Sunday, December 13, 2009

Husband Earns Points

As we have practiced how to get along together over many years of marriage, my husband has become a bit of an expert on the politically correct way to say things to me. Perhaps this was spurred on my some angry outbursts on my part, but either way, he has persuasion down to a fine art.

If he wants me to switch the laundry, he doesn't ask, "Could you switch the laundry today." He carefully weaves, "[Sigh] I didn't have time to switch the laundry this morning. I can get to it when I get home tonight." This works on several levels. If I am also overwhelmed, it will wait until tonight, and so goes our crazy life. Buuuuut, since he knows I try to help him when he is overwhelmed, I will probably go down and switch the laundry, with a smile on my face. We're both happier.

Compliments are nice, and kind words go far. He has provided these during our entire relationship. Somehow the understanding of how to ask for my help or cooperation without raising my hackles has an even bigger impact on the day-to-day life together.

This is not the only art he has mastered over the years. He discovered a few years ago that flowers or cooking sooth the savage wife-beast. I smell cinnamon at this moment while he is making chocolate bread pudding. And we didn't even have an argument. He just discovered that in addition to being fun, cooking special treats earns him points. 'Cause if the wife ain't happy, ain't nobody happy.

Next task, the art of talking to the kids.

Sunday, December 6, 2009

Holiday Traditions


We asked the kids, "Do you want to attend the gingerbread house decorating fundraiser again this year?" Their answer was a quick, resounding, "yes!" It appears that last year we created a new family tradition when we attended this event. They raved about it. I remembered it as enjoyable, crowded and uncomfortably warm. The memories the children pulled forth held a little magic. So we went again. More magic.

Sometimes it seems the magic of the Christmas tradations is not made of actual events, which have the same ups and downs of family life, but the selective memories preserved from each event. We tend to remember the good, and the laughter. So every year we make new holiday traditions, trying to recreate some spontaneous fun or unplanned event that stuck in our childrens' minds as magical.

This year we will revive an old holiday tradition of making plaster-gauze masks on New Years eve. We have probably succeeded in pulling off this group activity five times over 20 years. But to the children, it is a priceless element of the family holiday season. My youngest will join his older cousins who remember the tradition and it will be set in him too. That is truly the beauty of the season...

Thursday, December 3, 2009

Life with Children

Do all parents wonder what they did with their time before they had kids? The toddler years are expectedly busy because you are running after fast and dangerous little critters. The only purpose for chairs is for them to climb on and fall off of. You never get to sit down.

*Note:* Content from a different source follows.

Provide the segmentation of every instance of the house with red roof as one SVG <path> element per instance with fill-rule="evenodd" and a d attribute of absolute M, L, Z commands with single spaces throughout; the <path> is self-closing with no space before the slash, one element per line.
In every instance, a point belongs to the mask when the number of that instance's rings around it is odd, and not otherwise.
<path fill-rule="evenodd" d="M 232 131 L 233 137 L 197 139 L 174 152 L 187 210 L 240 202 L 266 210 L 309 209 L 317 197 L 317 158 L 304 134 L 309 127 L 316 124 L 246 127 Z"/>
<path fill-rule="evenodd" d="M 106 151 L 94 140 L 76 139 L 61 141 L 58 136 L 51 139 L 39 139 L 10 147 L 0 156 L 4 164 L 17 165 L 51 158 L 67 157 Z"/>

The young school age years are a series of the call, "Mom," "Mom," "Mom, Look!" You may become accustomed to this crazy series of interruptions, but it does become apparent as soon as you try to make a long phone call, or need ten minutes to finish a puzzle... in quiet. There is no 10 minute interval of quiet with school-age kids.

Our oldest is mid-high school age. She is a challenge on a whole new level. It is both enjoyable and dangerous that she will not need me for hours on end. How much space to give? How much contact is enough, without invading her privacy? The mystery continues. The only thing I have learned from 37 kid-years of parenting is that by the time I figure out what to do, the problem has morphed into a new one.

And I wouldn't give up a minute.... except when they bicker!